Member of Parliament for Bahia 4 consecutive terms
- Incumbent
- Assumed office 1 February 2011

Secretary of Labor, Social Assistance, and Citizen Rights of Salvador
- In office 2009–2010

Personal details
- Born: January 17, 1969 (age 57) Salvador, Bahia, Brazil
- Party: PSD
- Other political affiliations: PTB (1999–2016)
- Spouse: Leila Iossef de Brito
- Education: Universidade Salvador
- Occupation: Politician
- Profession: Business Administrator
- Known for: Deputy Federal Representative for Bahia

= Antonio Brito =

Brazilian politician

Antonio Luiz Paranhos Ribeiro Leite de Brito, or simply Antonio Brito (January 17, 1969) is a Brazilian business administrator and politician, member of the Social Democratic Party (PSD). He is a federal deputy for Bahia and former president of the Conselho Nacional de Assistência Social (CNAS).

He is the leader of the PSD in the Chamber of Deputies. He was also president of the Social Security and Family Committee three times (2015, 2019 and 2020), the second largest committee in the Chamber at the time, in terms of number of deputies.

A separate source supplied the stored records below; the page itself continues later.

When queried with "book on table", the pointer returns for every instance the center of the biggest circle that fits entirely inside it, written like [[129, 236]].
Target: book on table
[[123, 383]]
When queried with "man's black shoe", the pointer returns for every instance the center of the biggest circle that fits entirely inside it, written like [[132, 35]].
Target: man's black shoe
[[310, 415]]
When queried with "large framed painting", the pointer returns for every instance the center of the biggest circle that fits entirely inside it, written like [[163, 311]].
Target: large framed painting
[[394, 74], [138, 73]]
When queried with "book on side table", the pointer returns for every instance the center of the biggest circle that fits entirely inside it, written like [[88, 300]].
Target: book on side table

He chairs the Brazil–Portugal Parliamentary Group, as well as coordinating the Parliamentary Front to Support for Santa Casa da Misericórdia, Hospitals and Philanthropic Entities and the Parliamentary Front to Fight Tuberculosis.

He is the son of the jurist, former mayor and current councilor of Salvador, Edvaldo Brito.

== Biography ==

=== Early years and education ===
Born in Salvador, capital of the state of Bahia, Antonio Brito graduated in Business Administration from the Universidade Salvador in 1990. He then moved to Rio de Janeiro to study at Universidade Gama Filho in 1993, where he specialized in Economic and Financial Auditing.

=== Work ===
Since the 1990s, he has served on the management boards of government institutions and the executive committees of representative bodies for Santas Casas and philanthropic hospitals. His roles include: President of the Municipal Council of Social Assistance of Salvador (1996-2000); President of the Union of Santas Casas and Philanthropic Entities of Bahia (1999-2002); President of the National Council of Social Assistance (2001-2003); Member of the university council of the Federal University of Bahia (2003-2005); Member of the Management Conselho Nacional de Assistência Social (2004-2006); President of the Federation of Santas Casas de Misericórdia, Hospitals, and Philanthropic Entities of Bahia (2004-2010); Member of the State Health Council of Bahia (2005-2008); President of the National Confederation of Santas Casas de Misericórdia, Hospitals, and Philanthropic Entities (2005-2011); Member of the Municipal Health Council of Salvador (2006-2008); Member of the National Health Council (2008); and President of the International Confederation of Misericórdias (2012-2015).

== Politics ==
Between 2009 and 2010, he took on the role of Secretary of Labor, Social Assistance and Citizen's Rights at Salvador City Hall. In 2010, he was elected Federal Deputy by the Brazilian Labour Party (PTB), standing for re-election in 2014. In 2016, he left the PTB and joined the Social Democratic Party (PSD), at the invitation of Otto Alencar. As a member of parliament, he voted against the impeachment of Dilma Rousseff.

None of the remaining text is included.